Program ini adalah bagian dari Zurich Climate Resilience Alliance (ZCRA) yang merupakan program konsorsium global yang diimplementasikan oleh Mercy Corps Indonesia yang berupaya membangun ketahanan terhadap bahaya iklim, baik dalam konteks pedesaan maupun perkotaan, lewat pendekatan berbasis bentang alam. 

Sebagai bagian dari rangkaian kegiatan ICZM Tahap 2, pertemuan ini turut menghadirkan sesi lanjutan Forum Penataan Ruang (FPR) yang sebelumnya telah dilaksanakan pada awal November 2025. Forum ini bertujuan untuk memperdalam pembahasan penataan ruang kawasan pesisir berdasarkan temuan awal pelaksanaan ICZM, sekaligus mendorong penyelarasan perspektif antar pemangku kepentingan. 

Dalam kegiatan ini, IKAMaT diwakili oleh Bagus R. D. Angga (Direktur Program).
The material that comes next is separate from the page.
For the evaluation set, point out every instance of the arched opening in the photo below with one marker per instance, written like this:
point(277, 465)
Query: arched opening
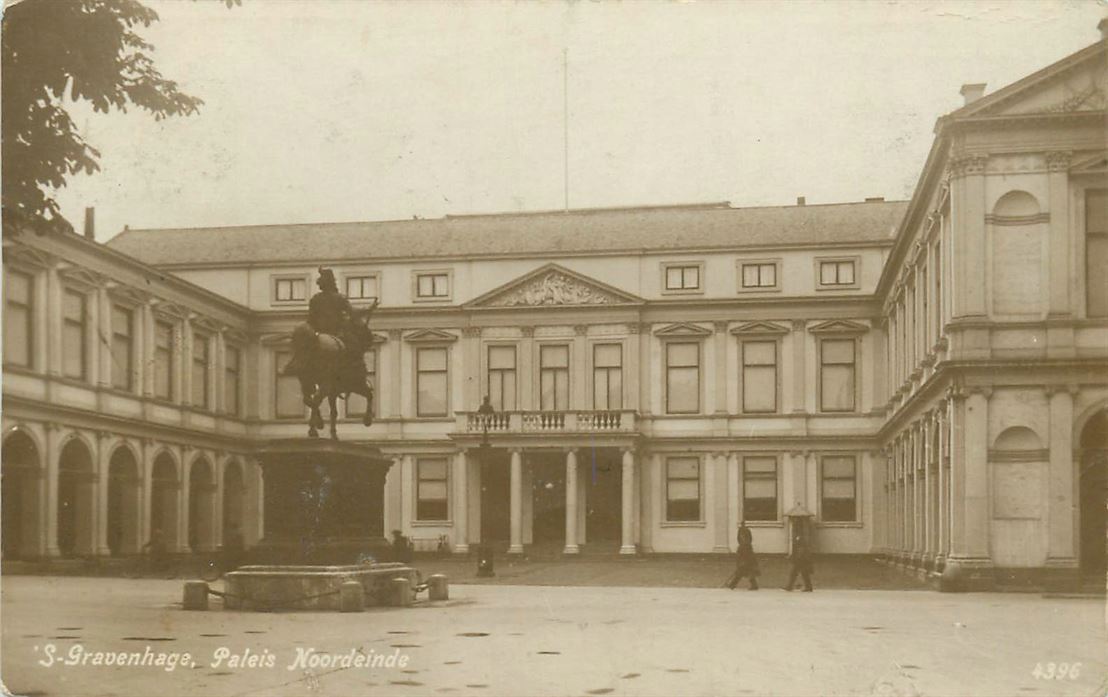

Acara tersebut turut dihadiri oleh berbagai pihak, antara lain perwakilan lembaga pemerintah, akademisi, serta Non-Governmental Organization (NGO) yang dilaksanakan di Hotel Aruss, Semarang. 

Kegiatan dibuka dengan sambutan dan pembukaan dari perwakilan Mercy Corps Indonesia dan Kepala Badan Perencanaan Pembangunan Daerah (Bappeda) Provinsi Jawa Tengah (Jateng). 

Kemudian kegiatan dilanjutkan dengan pemaparan materi sesi pagi mengenai: 
1. Penataan Ruang Adaptif Iklim melalui Transformasi Pengelolaan Sumber Daya Alam (SDA) di Koridor Pesisir Jateng. 
2. Perlindungan dan Penguatan Ketahanan Lingkungan Pesisir melalui Potret Biodiversitas dan Ekosistem di Jateng. 
3. Arah Integrasi ICZM dalam Kebijakan Pesisir Eksisting: Menjembatani Kebutuhan Lingkungan Hidup dan Tata Ruang Adaptif. 

Setelah pemaparan materi, kegiatan dilanjutkan dengan diskusi dan tanya jawab dari materi yang disampaikan pada sesi pagi. 

Setelah sesi istirahat, salat, dan makan (Isama), kegiatan dilanjutkan dengan pemaparan materi sesi siang mengenai: 
1. Integrasi Penataan Ruang Laut Rencana Zonasi Wilayah Pesisir dan Pulau-Pulau Kecil (RZWP3K) pada Rencana Tata Ruang Wilayah (RTRW) Provinsi Jateng. 
2. Kajian Lingkungan Hidup Strategis (KLHS) sebagai Instrumen Pengarah Penataan Ruang Adaptif di Kawasan Pesisir Utara. 
3. Ragam Opsi Adaptasi Komunitas Pesisir Berbasis pada Risiko dan Dinamika Lokal sebagai Modal Perencanaan Tata Ruang. 

“IKAMaT berharap program dan konsorsium seperti ini dapat dilaksanakan dengan tujuan membantu pengelolaan pesisir yang lebih terpadu dan berkelanjutan sehingga dapat memberikan manfaat atau terintegrasi dengan aspek lingkungan, sosial, dan ekonomi yang lebih baik ke depannya,” kata Bagus. “Hal ini, sejalan dengan tujuan IKAMaT yang juga berupaya mewujudkan kelestarian ekosistem pesisir dan kemakmuran masyarakat di kawasan pesisir sehingga sejalan dengan program ini,” tambahnya. 

Kegiatan yang diselenggarakan mulai pukul 08.30 hingga 15.00 WIB ini berjalan dengan lancar dan ditutup dengan foto bersama. (ADM/ARH/BRDA/AP).